When is it Time to Man-Up and Take Back Control?
If you, yourself, are worried about the symptoms you are experiencing or have someone in your life that you are concerned about, there are signs to look for. They can signal that it is time to take specific steps to find a healthier and happier new person. These behaviors are an indication that you might need to consult outside assistance:
- A change in work performance
- Mood changes
- Weight changes either gaining or losing weight
- Feelings of hopelessness, sadness or lethargy – or a loss in doing things that you once loved
- Physical symptoms like stomach upset or persistent headaches
If you notice these symptoms in someone you love, then it is time to man up and confront them. Remind them that getting the professional help they need to regain their health is not a weakness; it is one of the strongest moves you can make.

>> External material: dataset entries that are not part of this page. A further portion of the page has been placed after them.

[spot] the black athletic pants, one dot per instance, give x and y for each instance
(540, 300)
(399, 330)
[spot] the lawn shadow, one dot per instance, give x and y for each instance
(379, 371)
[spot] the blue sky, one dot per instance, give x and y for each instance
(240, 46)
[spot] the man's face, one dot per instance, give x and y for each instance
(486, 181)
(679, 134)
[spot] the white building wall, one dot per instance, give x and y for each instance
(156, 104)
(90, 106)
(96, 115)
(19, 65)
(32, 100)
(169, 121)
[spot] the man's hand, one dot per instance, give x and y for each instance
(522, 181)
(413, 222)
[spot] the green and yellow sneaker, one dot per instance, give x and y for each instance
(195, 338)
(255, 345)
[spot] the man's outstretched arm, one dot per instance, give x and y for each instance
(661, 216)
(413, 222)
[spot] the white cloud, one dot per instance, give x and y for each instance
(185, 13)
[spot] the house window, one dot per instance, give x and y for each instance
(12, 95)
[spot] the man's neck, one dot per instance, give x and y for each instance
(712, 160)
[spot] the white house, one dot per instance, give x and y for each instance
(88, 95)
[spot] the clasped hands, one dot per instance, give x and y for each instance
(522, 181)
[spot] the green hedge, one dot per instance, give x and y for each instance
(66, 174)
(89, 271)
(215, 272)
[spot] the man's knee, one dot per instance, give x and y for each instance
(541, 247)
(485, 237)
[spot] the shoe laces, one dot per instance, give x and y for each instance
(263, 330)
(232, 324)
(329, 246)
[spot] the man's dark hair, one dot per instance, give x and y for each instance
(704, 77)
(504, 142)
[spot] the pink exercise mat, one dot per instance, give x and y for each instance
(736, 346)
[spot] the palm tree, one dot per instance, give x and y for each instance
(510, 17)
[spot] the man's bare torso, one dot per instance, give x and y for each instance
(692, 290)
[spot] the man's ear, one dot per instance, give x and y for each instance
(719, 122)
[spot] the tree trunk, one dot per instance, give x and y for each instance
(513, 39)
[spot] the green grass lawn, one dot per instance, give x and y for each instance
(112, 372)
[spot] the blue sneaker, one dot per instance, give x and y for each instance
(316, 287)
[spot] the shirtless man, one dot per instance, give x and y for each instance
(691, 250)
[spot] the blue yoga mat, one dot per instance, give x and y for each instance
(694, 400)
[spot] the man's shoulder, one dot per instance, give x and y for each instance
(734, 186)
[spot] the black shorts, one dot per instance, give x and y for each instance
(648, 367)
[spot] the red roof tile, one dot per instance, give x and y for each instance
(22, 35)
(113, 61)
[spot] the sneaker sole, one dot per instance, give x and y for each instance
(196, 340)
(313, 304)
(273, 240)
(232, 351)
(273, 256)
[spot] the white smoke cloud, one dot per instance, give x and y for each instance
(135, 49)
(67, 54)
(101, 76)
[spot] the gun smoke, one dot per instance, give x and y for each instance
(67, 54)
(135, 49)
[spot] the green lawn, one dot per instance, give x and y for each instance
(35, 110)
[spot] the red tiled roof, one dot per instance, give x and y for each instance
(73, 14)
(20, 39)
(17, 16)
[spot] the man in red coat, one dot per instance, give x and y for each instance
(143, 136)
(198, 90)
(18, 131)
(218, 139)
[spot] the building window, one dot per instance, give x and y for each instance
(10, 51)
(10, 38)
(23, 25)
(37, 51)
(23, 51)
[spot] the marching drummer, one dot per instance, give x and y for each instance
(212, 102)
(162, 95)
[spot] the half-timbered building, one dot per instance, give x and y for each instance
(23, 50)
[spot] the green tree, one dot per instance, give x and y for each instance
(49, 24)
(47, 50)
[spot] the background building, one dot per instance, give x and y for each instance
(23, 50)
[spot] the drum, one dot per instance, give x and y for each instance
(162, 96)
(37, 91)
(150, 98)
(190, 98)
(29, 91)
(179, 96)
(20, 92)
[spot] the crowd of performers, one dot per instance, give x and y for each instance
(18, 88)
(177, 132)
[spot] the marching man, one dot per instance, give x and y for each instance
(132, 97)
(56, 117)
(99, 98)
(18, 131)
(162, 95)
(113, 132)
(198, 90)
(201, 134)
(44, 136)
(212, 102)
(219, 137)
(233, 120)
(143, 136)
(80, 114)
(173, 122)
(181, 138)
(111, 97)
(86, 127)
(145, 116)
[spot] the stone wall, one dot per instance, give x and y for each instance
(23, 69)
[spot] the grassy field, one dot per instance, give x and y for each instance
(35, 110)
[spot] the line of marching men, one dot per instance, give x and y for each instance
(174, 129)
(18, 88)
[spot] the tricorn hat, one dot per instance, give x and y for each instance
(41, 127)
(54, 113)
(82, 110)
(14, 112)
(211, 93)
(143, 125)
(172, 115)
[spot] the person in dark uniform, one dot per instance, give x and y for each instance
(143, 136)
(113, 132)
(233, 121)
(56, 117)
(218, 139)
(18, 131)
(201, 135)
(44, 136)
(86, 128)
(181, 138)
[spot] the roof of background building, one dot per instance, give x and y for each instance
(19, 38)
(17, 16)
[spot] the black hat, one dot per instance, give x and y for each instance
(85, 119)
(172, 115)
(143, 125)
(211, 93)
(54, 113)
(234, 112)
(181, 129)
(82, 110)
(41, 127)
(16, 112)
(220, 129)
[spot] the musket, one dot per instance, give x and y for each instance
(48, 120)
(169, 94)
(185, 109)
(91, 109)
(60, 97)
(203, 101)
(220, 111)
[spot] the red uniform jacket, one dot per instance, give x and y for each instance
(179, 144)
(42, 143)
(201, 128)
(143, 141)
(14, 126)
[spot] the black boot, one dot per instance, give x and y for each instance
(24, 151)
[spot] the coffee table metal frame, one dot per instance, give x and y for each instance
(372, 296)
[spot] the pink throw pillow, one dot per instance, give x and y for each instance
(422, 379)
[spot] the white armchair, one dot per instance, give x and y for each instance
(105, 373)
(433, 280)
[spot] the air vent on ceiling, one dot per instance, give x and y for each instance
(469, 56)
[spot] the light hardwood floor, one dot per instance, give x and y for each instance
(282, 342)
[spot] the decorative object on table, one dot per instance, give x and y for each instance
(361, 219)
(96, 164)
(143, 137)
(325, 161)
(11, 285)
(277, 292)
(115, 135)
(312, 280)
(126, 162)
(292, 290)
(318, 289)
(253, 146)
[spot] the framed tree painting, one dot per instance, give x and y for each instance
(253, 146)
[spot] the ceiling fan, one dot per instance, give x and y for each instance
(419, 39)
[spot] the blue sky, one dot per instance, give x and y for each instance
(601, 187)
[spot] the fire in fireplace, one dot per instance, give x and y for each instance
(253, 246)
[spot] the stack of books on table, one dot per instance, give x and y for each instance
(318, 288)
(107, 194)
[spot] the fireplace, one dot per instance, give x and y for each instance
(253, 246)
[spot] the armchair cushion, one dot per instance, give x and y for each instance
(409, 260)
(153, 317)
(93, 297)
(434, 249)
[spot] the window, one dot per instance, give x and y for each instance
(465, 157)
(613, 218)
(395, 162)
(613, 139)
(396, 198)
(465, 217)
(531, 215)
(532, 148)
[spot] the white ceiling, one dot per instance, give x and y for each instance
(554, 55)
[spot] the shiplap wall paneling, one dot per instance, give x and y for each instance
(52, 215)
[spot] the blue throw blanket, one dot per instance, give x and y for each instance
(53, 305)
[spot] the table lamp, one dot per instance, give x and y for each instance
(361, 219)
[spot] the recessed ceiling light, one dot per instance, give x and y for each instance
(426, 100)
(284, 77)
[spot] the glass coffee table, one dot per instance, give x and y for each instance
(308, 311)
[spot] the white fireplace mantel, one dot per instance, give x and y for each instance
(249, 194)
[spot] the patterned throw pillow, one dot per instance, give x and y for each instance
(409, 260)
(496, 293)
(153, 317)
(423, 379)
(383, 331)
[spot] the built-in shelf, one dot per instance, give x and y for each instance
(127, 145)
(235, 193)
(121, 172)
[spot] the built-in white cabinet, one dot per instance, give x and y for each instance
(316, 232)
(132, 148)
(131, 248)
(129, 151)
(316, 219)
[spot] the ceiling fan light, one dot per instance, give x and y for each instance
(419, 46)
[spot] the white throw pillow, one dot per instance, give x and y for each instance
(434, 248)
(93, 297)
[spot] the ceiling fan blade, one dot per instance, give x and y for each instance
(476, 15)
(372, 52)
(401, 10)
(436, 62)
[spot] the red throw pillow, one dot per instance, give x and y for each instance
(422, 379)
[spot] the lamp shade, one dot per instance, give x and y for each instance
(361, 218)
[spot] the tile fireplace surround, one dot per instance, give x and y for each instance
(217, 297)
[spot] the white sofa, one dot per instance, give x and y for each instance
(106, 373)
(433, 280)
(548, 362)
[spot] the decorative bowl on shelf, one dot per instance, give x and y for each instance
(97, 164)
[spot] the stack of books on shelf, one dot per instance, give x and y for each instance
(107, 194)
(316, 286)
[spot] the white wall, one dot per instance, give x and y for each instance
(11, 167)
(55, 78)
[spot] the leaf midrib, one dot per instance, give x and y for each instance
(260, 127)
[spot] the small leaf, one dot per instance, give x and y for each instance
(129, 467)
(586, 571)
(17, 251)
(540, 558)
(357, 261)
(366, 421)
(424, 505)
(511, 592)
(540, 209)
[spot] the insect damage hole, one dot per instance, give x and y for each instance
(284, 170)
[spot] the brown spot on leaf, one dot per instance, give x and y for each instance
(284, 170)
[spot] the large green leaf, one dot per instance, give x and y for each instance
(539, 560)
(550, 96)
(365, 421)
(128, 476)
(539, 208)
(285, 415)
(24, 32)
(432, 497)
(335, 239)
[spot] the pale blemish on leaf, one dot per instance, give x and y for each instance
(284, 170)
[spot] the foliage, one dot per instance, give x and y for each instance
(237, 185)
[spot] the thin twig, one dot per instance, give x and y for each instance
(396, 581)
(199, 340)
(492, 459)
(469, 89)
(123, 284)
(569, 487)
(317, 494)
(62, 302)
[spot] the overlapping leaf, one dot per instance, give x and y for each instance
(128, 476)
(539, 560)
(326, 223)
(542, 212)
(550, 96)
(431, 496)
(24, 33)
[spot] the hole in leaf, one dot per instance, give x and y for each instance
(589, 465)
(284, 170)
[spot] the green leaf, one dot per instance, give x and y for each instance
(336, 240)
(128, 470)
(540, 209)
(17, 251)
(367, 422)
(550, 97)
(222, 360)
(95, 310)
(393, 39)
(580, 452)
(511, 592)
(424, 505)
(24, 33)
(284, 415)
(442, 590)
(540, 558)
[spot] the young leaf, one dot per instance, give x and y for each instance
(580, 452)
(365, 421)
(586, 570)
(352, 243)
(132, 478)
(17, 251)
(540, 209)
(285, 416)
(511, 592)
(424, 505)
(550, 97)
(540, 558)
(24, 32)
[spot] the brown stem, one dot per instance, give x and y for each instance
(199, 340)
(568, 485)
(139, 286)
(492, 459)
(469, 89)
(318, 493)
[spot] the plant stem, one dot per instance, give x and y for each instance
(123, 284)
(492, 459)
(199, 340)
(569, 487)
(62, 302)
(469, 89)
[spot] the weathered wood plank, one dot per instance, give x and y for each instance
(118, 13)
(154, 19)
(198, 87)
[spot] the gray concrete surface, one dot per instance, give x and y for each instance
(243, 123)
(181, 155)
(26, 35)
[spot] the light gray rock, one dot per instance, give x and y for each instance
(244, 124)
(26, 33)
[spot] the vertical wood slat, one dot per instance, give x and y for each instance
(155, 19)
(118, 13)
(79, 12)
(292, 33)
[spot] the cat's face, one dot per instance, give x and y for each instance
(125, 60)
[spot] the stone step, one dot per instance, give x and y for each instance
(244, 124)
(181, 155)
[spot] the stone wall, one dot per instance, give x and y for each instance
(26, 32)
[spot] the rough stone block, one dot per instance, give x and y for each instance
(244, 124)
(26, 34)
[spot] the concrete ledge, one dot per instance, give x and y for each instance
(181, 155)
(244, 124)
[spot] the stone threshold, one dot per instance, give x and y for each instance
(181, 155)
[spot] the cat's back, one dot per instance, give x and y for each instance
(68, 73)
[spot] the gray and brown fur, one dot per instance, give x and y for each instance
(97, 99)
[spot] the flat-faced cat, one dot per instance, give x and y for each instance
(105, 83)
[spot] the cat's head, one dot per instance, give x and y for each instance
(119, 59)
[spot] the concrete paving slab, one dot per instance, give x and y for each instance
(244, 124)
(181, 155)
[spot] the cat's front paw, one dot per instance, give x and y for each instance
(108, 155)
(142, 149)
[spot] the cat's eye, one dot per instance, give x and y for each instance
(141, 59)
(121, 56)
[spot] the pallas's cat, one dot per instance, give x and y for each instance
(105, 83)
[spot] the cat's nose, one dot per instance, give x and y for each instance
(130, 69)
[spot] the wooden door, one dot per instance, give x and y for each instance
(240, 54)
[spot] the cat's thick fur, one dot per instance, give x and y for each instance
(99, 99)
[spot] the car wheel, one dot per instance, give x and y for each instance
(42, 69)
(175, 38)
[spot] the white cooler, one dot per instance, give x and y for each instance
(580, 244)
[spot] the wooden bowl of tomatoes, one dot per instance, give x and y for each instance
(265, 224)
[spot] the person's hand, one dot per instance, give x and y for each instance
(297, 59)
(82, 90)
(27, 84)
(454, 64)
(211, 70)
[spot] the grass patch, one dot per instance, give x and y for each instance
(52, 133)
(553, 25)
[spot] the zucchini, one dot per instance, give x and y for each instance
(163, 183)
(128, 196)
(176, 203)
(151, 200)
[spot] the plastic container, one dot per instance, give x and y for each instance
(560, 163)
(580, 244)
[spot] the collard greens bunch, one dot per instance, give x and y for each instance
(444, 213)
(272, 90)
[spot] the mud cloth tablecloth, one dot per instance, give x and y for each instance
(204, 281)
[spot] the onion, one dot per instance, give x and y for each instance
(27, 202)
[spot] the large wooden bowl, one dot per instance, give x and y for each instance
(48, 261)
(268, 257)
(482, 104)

If you get resistance because meeting with someone in person is too intimidating, the professionals of Chat Owl are here to help. We can aid you in taking the first step to transform your life, to stop hiding your suffering, and to move beyond and forward to live your best life without fear of reprisal or stigma.
Men’s mental health issues don’t belong just to them; they belong to us all. Our fathers, our sons, our brothers, and our friends, deserve to be happy and healthy without labeling or stigma. The more people who come forward with courage, the more courageous it will become to get the help you need.
There is no courage in hiding or suffering in silence, and this New Year is a great time to create change in yourself, your home, and your community when it comes to men’s mental health.